Having read Mr Hoagland’s column about how the CID was finally getting it act together and putting the proper analysis on the Saddam –AlQida connection and had gotten in line with the view of President Bush, I wonder when we can expect a new column in which ‘ol Jim tells us how mistaken he was.

The report is a partisan document. It’s tailored to meet two necessities,

  • to have the appearance of being independent, and
  • to completely exonerate the elected administration.

Let’s not forget the administration has not only being fully briefed as to the findings well beforehand, it has also had a hand in them.

The findings; what do they achieve?

  • They dilute any responsibility or blame among the faceless bureaucracy.
  • They satisfy a large part of the constituency: The mood to feed is currently expressed using the officially sanctioned words:

“We weren’t going to take this lying down, we were going to show Osama we weren’t going to take any more of his attacks.”

Further the findings feed that part of the Bush constitutency that is pleased Bush comes off as none too shrewd, real man of the people stuff, doing his darn best against slick suited bureaucrats.

Likewise they’ll be *pleased * there isn’t any of that liberal, eastcoast, intellectual, evidence around when it was plain as day what a man had to do, and God support our boys in fighting those godless heathens way over. Lordy Amen.
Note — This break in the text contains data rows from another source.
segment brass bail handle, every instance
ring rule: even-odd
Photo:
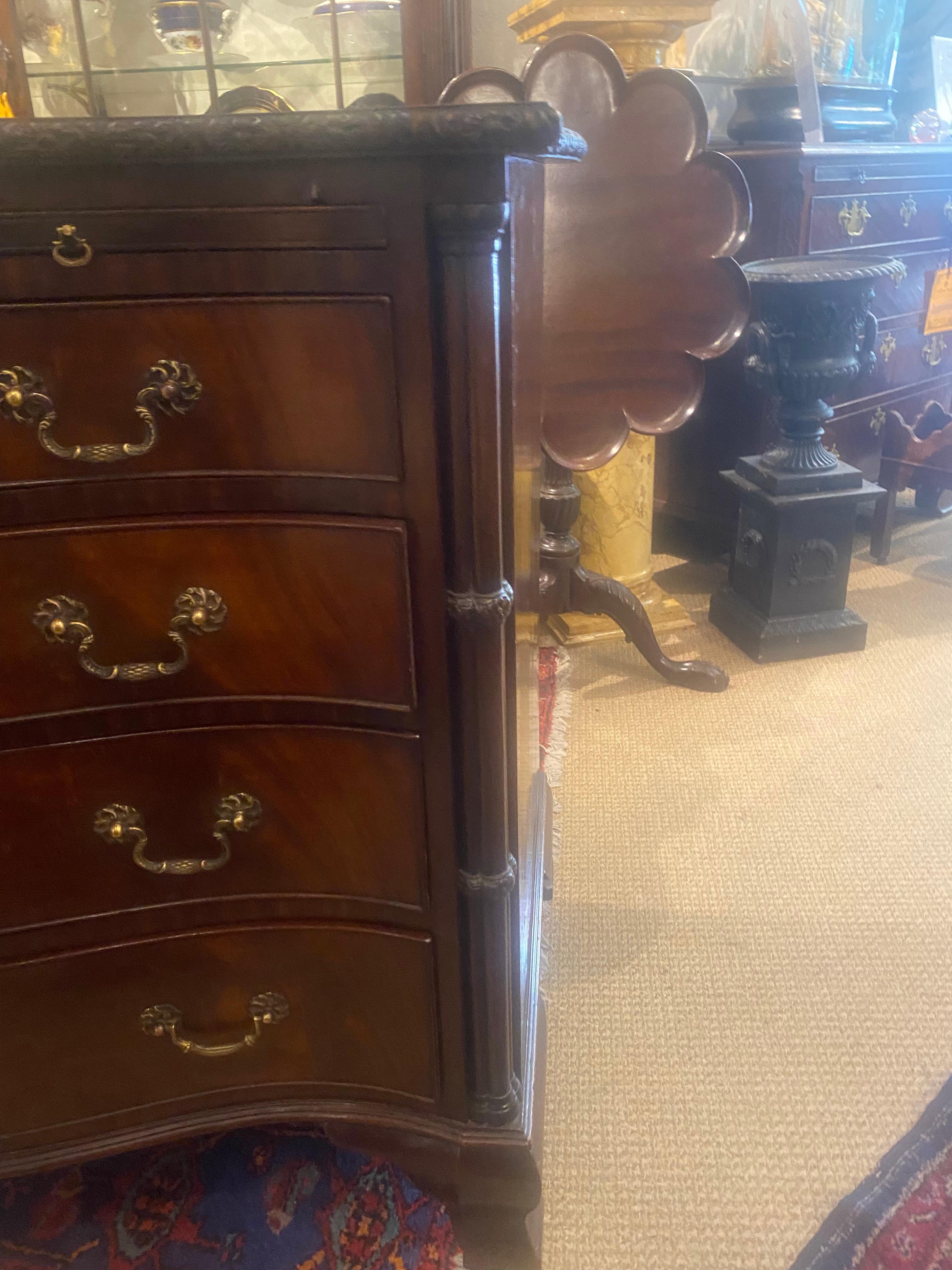
[[[33,625],[51,644],[77,644],[79,664],[96,679],[121,679],[126,683],[143,683],[168,674],[178,674],[188,665],[188,645],[180,631],[190,635],[208,635],[221,630],[228,608],[217,591],[207,587],[189,587],[175,601],[169,629],[165,632],[178,649],[174,662],[124,662],[119,665],[102,665],[90,649],[95,635],[89,625],[89,610],[71,596],[51,596],[37,606]]]
[[[162,359],[150,366],[145,386],[136,396],[133,409],[143,424],[141,441],[61,446],[53,438],[56,410],[43,380],[25,366],[0,371],[0,418],[36,428],[37,441],[55,458],[83,464],[114,464],[147,455],[159,436],[159,414],[188,414],[201,396],[202,385],[188,362]]]
[[[63,269],[81,269],[93,259],[93,248],[76,232],[75,225],[57,225],[53,259]]]
[[[197,872],[212,872],[226,865],[231,859],[228,832],[248,833],[261,819],[261,804],[251,794],[226,794],[215,812],[212,837],[218,843],[220,851],[217,856],[206,859],[150,860],[146,856],[149,838],[142,817],[135,806],[126,806],[122,803],[110,803],[109,806],[100,808],[93,819],[93,828],[108,842],[131,846],[133,861],[146,872],[185,878]]]
[[[261,992],[256,997],[251,997],[248,1012],[251,1016],[253,1031],[245,1033],[240,1040],[225,1041],[223,1044],[184,1036],[180,1031],[182,1011],[178,1006],[149,1006],[138,1016],[138,1022],[146,1036],[168,1036],[183,1054],[198,1054],[201,1058],[227,1058],[228,1054],[239,1054],[242,1049],[250,1049],[260,1039],[261,1029],[269,1024],[283,1022],[291,1013],[291,1007],[279,992]]]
The same thing it’s always been – Blame Someone Else™. Never mind Bush’s determination to get Saddam from Day 1, never mind the OSP cherry-picking data, never mind record profits for Halliburton, just lay it all on George Tenet’s porch.

I’ll settle for the CIA neutralizing Karl Rove’s arsenal of dirty tricks so George W. Bush can lose in a legitimate overwhelming landslide come November.
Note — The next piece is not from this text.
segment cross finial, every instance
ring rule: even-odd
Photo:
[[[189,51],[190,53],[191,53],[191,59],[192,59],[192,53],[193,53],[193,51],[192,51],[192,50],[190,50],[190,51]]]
There is a phrase from a democrat about if they had had this data before they the Congress wouldn't have supported the war. So yep... its basically about Scapegoat CIA (Tenet?) and Congress and Bush being absolved.

Like I said in the other thread... "staying the course" isn't about maintaining current policies... but "keep feeding them bull menu".

I really want to see how the intelligence community will take it. After all its like a collective spanking they are taking. I doubt any of the so called "nay sayers" who tried to shout above the crowd that Iraq didn't have WMD will either be promoted or put into positions of power within the CIA.

Finally in Fox News they put it clearly that Powell presented false info to the UN

My question: How is it that all across the 'net I’m reading the very same words used to defend Bush?

Currently it is , “standing up to Terrorism…we aren’t going to take any more of Osama’s attacks…”.

Where do these come from? Is there a propagana central that you can tune into for your updates? Answers please, however scurrilous.

Who is “the CIA”? Tenet has resigned, so I don’t see what you mean here.

I do. The CIA works for the president.

And of course we all know that no disgruntled employee (or former employee) of an agency like the CIA would ever leak any information to the press.

Former CIA director retired Adm. Stansfield Turner was asked about the “pressure on the CIA” this morning (10 July) on MSNBC. He responded that the Vice President made 10 trips to the CIA in Langley, VA in the months leading up to the Congress’ vote on a war resolution while the intelligence was being analyzed at the CIA. His wry comment was that this sort of Vice Presidential attention is highly unusual and might be interpreted by CIA analysts as wanting a particular outcome to the analysis.

Bush should do the honorable thing, just as Piers Morgan and Greg Dyke did.

As I understand it, Morgan was sacked, unlike Dyke, who resigned. Trust me, a lot of us are hoping to do a “Piers Morgan” on Bush, come November 2.

Richard Nixon notwithstanding, resigning in disgrace just isn’t the way things are done in our system (I think it’s safe to say that Nixon resigned only because it was patently obvious that he would be convicted by the Senate if his impeachment went forward). In this case, I’m glad that Bush isn’t resigning - it would yield a very scary two words: President Cheney.